Naquela manhã fria de 1 de Fevereiro de 1908, dois selvagens levantaram-se da enxerga onde dormiam para viver o seu grande dia: o dia da caçada à Família Real. Alfredo Costa e Manuel Buíça, ardentes republicanos treinados nas artes da oratória e da argumentação, decidiram acabar com a Monarquia da forma mais eloquente de todas: o fuzil.
Pelas 17 horas desse dia, morriam às mãos destes dois selvagens Sua Alteza o Rei D. Carlos I e o Principe Real, D. Luís Filipe. Foram caçados. Ao virar do Terreiro do Paço para a Rua do Arsenal, e aos olhos de toda a gente que assistia chocada, foram disparados os tiros certeiros que resolveram o "problema" monárquico de forma definitiva: erradicando os representantes máximos da Nação.
A República não começa a 5 de Outubro de 1910. Essa é só a data oficial. Começa a 1 de Fevereiro de 1908, em cima do sangue real derramado pelos dois selvagens Costa e Buíça. Por muito que os republicanos de 1910 tenham querido repudiar publicamente o crime de 1908, sempre souberam bem que sem este crime não teria havido margem de manobra para uma troca de regime.
As altas esferas do moralismo republicano repudiaram o regicídio. O maçon Sebastião Magalhães Lima, que chegou à categoria de Grão-Mestre, nunca se quis associar ao crime, e assim tem acontecido com os maçons do Grande Oriente Lusitano desde então: olhar para o regicídio como um acto isolado, uma acção desesperada de um pequeno grupelho de carbonários, uma medida tomada sem a autorização dos grandes aventais.
Veja-se este elegante exemplo de retórica maçónica:
A Maçonaria condenou o regicídio de 1908
Podemos dizer que foi tudo um acto isolado de uma insignificante carbonária. Podemos fingir que não houve conspiração a alto nível. Podemos considerar como "boatos infundados" os testemunhos de que o próprio Aquilino Ribeiro (há pouco tempo trasladado em honras para o Panteão) estaria com um grupo de assassinos à espera, no Corpo Santo, caso o grupo do Terreiro do Paço não desse conta do recado.

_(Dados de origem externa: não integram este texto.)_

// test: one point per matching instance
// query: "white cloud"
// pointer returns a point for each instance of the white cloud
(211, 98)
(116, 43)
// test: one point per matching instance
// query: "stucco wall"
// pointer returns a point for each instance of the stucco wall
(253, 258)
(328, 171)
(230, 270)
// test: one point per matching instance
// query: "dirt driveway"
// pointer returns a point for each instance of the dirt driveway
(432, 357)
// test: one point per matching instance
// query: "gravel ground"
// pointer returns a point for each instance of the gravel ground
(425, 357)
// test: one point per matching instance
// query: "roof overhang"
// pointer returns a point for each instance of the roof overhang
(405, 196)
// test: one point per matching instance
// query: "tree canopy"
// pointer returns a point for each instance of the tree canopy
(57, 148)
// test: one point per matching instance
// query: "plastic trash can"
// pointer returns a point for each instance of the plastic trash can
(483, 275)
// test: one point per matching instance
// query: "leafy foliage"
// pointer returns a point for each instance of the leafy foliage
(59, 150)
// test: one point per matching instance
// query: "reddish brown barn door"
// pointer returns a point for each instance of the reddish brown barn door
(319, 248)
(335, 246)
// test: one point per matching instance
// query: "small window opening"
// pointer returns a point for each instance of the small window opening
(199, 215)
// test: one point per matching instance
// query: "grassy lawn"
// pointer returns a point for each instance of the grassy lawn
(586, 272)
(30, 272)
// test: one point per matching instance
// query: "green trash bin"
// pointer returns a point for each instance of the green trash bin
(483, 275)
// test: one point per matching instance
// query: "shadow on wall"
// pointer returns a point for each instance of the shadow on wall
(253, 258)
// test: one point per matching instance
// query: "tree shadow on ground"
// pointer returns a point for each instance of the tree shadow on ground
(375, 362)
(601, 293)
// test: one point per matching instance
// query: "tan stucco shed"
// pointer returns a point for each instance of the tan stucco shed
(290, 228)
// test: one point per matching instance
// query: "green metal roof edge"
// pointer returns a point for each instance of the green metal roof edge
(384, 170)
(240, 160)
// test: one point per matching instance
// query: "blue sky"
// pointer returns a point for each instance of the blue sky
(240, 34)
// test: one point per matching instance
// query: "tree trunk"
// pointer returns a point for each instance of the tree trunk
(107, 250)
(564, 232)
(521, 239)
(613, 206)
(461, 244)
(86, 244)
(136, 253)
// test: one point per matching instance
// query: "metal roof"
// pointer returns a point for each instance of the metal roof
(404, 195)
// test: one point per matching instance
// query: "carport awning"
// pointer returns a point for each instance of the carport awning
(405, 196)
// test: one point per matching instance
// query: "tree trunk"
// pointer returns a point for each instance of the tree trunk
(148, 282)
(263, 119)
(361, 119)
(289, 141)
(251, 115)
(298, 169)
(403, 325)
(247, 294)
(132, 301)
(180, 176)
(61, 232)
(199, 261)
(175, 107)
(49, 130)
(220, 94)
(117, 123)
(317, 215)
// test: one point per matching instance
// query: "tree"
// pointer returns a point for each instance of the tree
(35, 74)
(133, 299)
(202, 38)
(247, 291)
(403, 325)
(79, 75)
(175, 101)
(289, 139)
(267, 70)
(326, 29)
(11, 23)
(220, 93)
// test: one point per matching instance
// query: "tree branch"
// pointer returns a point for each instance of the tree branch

Tem sido sempre assim: olhar para o regicídio como acto isolado da Carbonária tem sido a forma escolhida para tentar limpar a boa moral republicana neste Portugal que se sente tão satisfeito com a República e que sente tanto desdém pelos nossos sete séculos de Monarquia.
A República é um sistema de governo bastante razoável. Não é isso que está em causa. Mas a história da República em Portugal tem sangue. E a ferida está aberta. O republicano dos dias de hoje não pode fingir que esta ferida não existe: reconhecer que a República começou com o pé esquerdo é reconhecer o óbvio. Em 1908, não houve espaço para um debate sereno acerca de modelos alternativos para a governação. Eu sou monárquico, e tenho as minhas razões, mas estou sempre disposto a ouvir a argumentação de um republicano. Em 1908, o que se ouviu no Terreiro do Paço foi o som implacável dos tiros, que matou não só a argumentação como os adversários naturais do republicanismo. Literalmente.
Recordemos, hoje, os caídos às mãos dos assassinos.